High Field Strength Elements (HFSE) are a powerful proxy to investigate specific processes occurring in complex magmatic settings. Being only little released by slab derived fluids/melts, HFSE are not easily overprinted by subduction processes and are also sensitive to peculiar metasomatic processes such as carbonatite infiltrations. We report high-precision HFSE isotope dilution concentration and 176Hf/177Hf data from representative magmas of the Neogene to Quaternary Italian volcanism (i.e., Vesuvius and other Central Italy volcanoes, Tyrrhenian seafloor, Etna, and Pantelleria).
Etna and Vulture volcanic rocks show Nb/Ta ratios much higher than OIB and MORB. The high Nb/Ta cannot be explained by an influence of the Ionian subduction and may reflect carbonatite metasomatism in the mantle. A C-rich metasomatic event explains the large CO2 degassing of Etna and it is consistent with a mantle flow that erodes the bottom portions of the SCLM.
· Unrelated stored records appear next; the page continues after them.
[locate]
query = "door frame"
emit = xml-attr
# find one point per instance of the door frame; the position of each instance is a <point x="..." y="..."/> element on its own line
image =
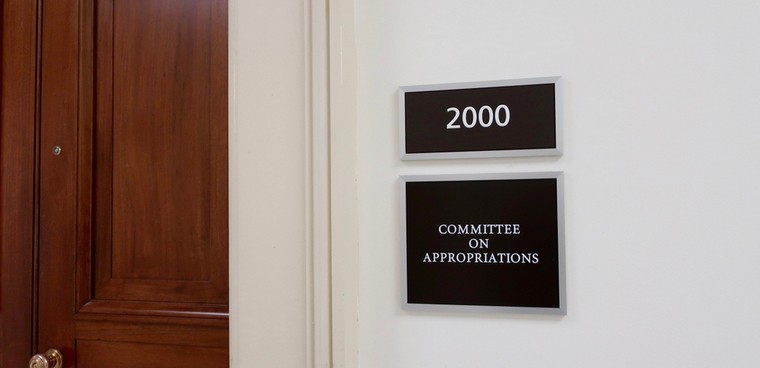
<point x="331" y="247"/>
<point x="18" y="123"/>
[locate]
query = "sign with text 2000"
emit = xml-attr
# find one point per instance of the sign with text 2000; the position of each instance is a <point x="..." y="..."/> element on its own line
<point x="474" y="120"/>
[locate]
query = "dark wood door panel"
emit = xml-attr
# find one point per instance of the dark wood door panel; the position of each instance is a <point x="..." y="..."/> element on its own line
<point x="133" y="212"/>
<point x="159" y="228"/>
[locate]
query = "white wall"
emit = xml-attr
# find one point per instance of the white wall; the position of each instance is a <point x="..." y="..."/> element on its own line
<point x="662" y="139"/>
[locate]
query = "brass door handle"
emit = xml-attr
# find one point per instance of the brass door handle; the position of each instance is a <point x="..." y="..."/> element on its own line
<point x="51" y="359"/>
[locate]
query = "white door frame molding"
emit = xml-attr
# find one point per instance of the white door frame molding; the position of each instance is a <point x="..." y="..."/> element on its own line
<point x="332" y="287"/>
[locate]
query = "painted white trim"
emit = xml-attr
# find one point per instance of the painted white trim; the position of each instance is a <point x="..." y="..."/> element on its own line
<point x="344" y="235"/>
<point x="317" y="186"/>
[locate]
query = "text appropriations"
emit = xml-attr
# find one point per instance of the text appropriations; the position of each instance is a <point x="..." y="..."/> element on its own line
<point x="478" y="251"/>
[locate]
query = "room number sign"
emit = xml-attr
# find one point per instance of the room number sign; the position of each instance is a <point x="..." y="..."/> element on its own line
<point x="478" y="120"/>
Other Italian volcanoes do not show an anomalously high Nb/Ta with the exception of leucite-bearing rocks from Mid Latin Valley (Central Italy). Hafnium isotopes are partially decoupled from Nd isotopes. Vulture, Vesuvius, and leucite-free magmas from Mid Latin Valley show variations in 143Nd/144Nd, but rather constant 176Hf/177Hf. Given the lower mobility of Hf (with respect to Nd) during subduction processes, the constant 176Hf/177Hf could reflect a common asthenospheric component. Since the Tyrrhenian seafloor and intraplate volcanoes of the region (e.g., Pantelleria and Etna) show more radiogenic Hf, the signature of Vesuvius, Vulture, and leucite-free rocks of the Mid Latin Valley could reflect a less depleted asthenospheric mantle source.